Winning six tournaments this year and having been a national quarterfinalist his junior year, Naik has felt the weight of watchful eyes on him.

“I felt pressured to qualify this year because I did last year, but I also love going to Nationals,” Naik said. “I competed at the National Qualifier Tournament and placed in the top two from the entire tournament.”

The NSDA (National Speech and Debate Association) hosts the hardest tournament to qualify for out of three total national competitions in Albuquerque, New Mexico, and Naik is bringing his Informative event to the stage. An Informative is a speech detailing a topic with boards to back up their points. Naik’s “info” topic is based on houseplants.

“This tournament has a high stakes qualifying tournament,” Forensics coach, speech teacher and director on the National Speech and Debate Association Board of Directors Jennifer Jerome said. “There are three preliminary rounds of competition and a final. To determine the six finalists, the rankings of each student are taken into account. Those with the lowest rank advance.”

Once a qualifier makes it to their rooms, they must be able to speak in front of various groups of people, making it from round to round until the competitors at whittled down to the best. Rooms hold preliminaries that increase in size as the competitor advances until the final rounds that are presented on a stage.

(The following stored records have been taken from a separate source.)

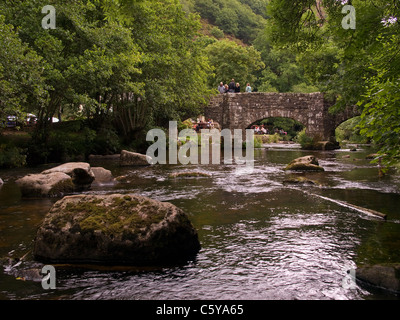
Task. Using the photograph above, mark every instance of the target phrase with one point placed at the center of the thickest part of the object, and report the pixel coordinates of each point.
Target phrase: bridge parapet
(241, 110)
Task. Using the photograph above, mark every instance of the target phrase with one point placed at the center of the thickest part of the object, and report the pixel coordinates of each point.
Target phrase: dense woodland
(121, 67)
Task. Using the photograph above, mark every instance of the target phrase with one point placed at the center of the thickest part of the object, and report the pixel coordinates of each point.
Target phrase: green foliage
(354, 66)
(240, 18)
(21, 81)
(106, 141)
(231, 60)
(70, 143)
(11, 156)
(349, 131)
(217, 33)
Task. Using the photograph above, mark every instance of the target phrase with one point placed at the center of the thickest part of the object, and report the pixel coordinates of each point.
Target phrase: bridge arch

Jerome has followed Naik through his speech career and plans on accompanying him to the competition. Her position details planning and managing the team as well as 

“I’ve had a lot of support through the years,” Naik said. “Jerome encourages me to be the best version of myself, even outside the competition, and I have made some of the best friends ever. I can also now do presentations in class without being super nervous and I learn a lot from other people’s speeches.”

Friends such as senior Parker Speck have been able to see Naik’s growth from a scholastic and personal standpoint. From after school practices to bondings, their connection has strengthened in ways beyond the activity while keeping a supportive attitude for each other.  

“Over the past four years I’ve seen Aaryan grow as a person as well as a speaker,” Speck said. “I think that his performance has coincided with that. He has major successes in Nebraska as well as on the national circuit since his sophomore year. I love to see my friend in an environment where he flourishes. And it’s fun to see and compare it to where he has come from.”

Although not planning on doing forensics in college, Naik’s high school memories will undoubtedly be an unforgettable part of who he is.